Tuesday, June 01, 2010

NEEDLE IN A HAYSTACK: ERNESTO MALLO



Buenos Aires, under the military dictatorship in the 1970s.

Superintendent Lascano [aka Perro The Dog] is sent to investigate a double murder and finds three bodies. Bodies one and two are a boy and a girl both dressed in jeans and polo necks their features smashed by several bullets. The custom is that each member of the Juntas death squads fire into the victim to ensure their mutual responsibility. But body three is a tall man of about sixty in a suit and tie, with one bullet wound in his stomach.
While on a raid Lascano finds Eva, a young dissident hiding from the Army, who bears an uncanny resemblance to his late wife Marisa, who tragically died in a car accident. Lascano had been deeply depressed by this event, and had only survived his loss with help from his friend Fuseli, the forensic pathologist.
Lascano keeps Eva in his apartment and carries on with his work, as they begin to cook together and fall in love.
He and Fuseli are able to identify body three as Elias Biterman, a moneylender and Auschwitz survivor turned hard and bitter by his past life, and also produce evidence that he was not a victim of the death squads.
Lascano digs deeper into Biterman's business transactions, and we learn about his wartime experiences. Moving back in time we are introduced to Biterman's younger brother Horacio, a playboy born in Argentina, and therefore spared the traumas that have toughened Elias.

Unfortunately Horacio has introduced his brother to his decadent friend Amancio.

He was an awful student guided by an indifferent father, from whom Amancio inherited the sense of life already accounted for, nails growing long like those of a Chinese mandarin. Work was not meant for the likes of them................

The sacrifice, the massacre of one thousand Indians per day, wasn't considered excessive in return for securing the family's wealth for three or four generations.

But Amancio's expensive lifestyle, and his beautiful wife Lara, have reduced him to the verge of bankruptcy.

......Lara is already putting her black dress on, a garment which set him back, the price of five Hereford cows when he bought it for her in Paris.

When Elias Biterman puts pressure on Amancio to clear his debt to him, Amancio took advice from Horacio, and then asked for help from a friend, Major Giribaldi.

Needle in a Haystack was written by Ernesto Mallo, and translated from the Spanish by Jethro Soutar. Mallo as well as being a essayist, newspaper columnist, screenwriter and playwright is a former anti-junta activist, who was pursued by the dictatorship.

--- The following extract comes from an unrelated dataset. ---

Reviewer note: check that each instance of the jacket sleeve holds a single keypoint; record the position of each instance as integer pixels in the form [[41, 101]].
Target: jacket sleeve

I don't think my plot synopsis can do justice to all the different sub-plots and great characters, or to the atmosphere of both decadence and fear that Mallo creates. This book is a lesson for those authors who think you need to write 600 pages to produce a complex book. One hundred and ninety pages of great narrative, and cleverly manufactured dialogue, have produced a novel that is a mini social history of a rotten to the core Argentina, as well as being a very tense thriller.
How nice to live in a country where you don't have to worry about the knock on the door in the middle of the night. Well not yet anyway.

With one simple call to his friend Jorge, Giribaldi finds out that the policeman sticking his nose into the Biterman affair is not called Lezama but Lascano.

For once I entirely agree with the cover blurbs about a book especially this one:

'This man knows. He knows about guns, knows about women, knows about dead bodies...But above all he knows how to narrate.'
Ana Maria Shua, author of El Peso de la Tentacion

This is the second book I have read for the South American leg of Dorte's 2010 Global Reading Challenge.

7 Comments:

Blogger Jose Ignacio Escribano said...

I'm certainly tempted to read this one.

10:46 AM  
Anonymous Anonymous said...

These word encourage to keep on writing. Thank you. Ernesto Mallo.

1:02 PM  
Blogger Uriah Robinson said...

Jose thanks for your comment, you are lucky you can read them in the original language.

Ernesto, I am really looking forward to reading the other books in the series

5:22 AM  
Blogger Maxine Clarke said...

This is an excellent novel, I've just read it and will be writing up a review soon. I hope we get the next two in the series in English soon.

Very good review, Norman, and how nice of the author to comment here.

1:09 PM  
Blogger Uriah Robinson said...

Thanks Maxine, I was really chuffed to get that comment from Ernesto Mallo.
I look forward to reading your review, and agree about getting the next two books in English. I do like authors who can give us a decent plot and interesting characters in less than 500 pages.

1:42 AM  
Blogger Unknown said...

Ernesto skilfully creates a vivid gallery of characters, of good, bad and indifferent private and public morals. Cant wait to see who turns up in the next volume, him having killed off the least prepossessing - except maybe for Biterman (well named) whose journey with the wheel barrow I'd liked have had expanded.

6:10 AM  
Blogger Uriah Robinson said...

Catherine thanks for your comment, I also can't wait for the sequel.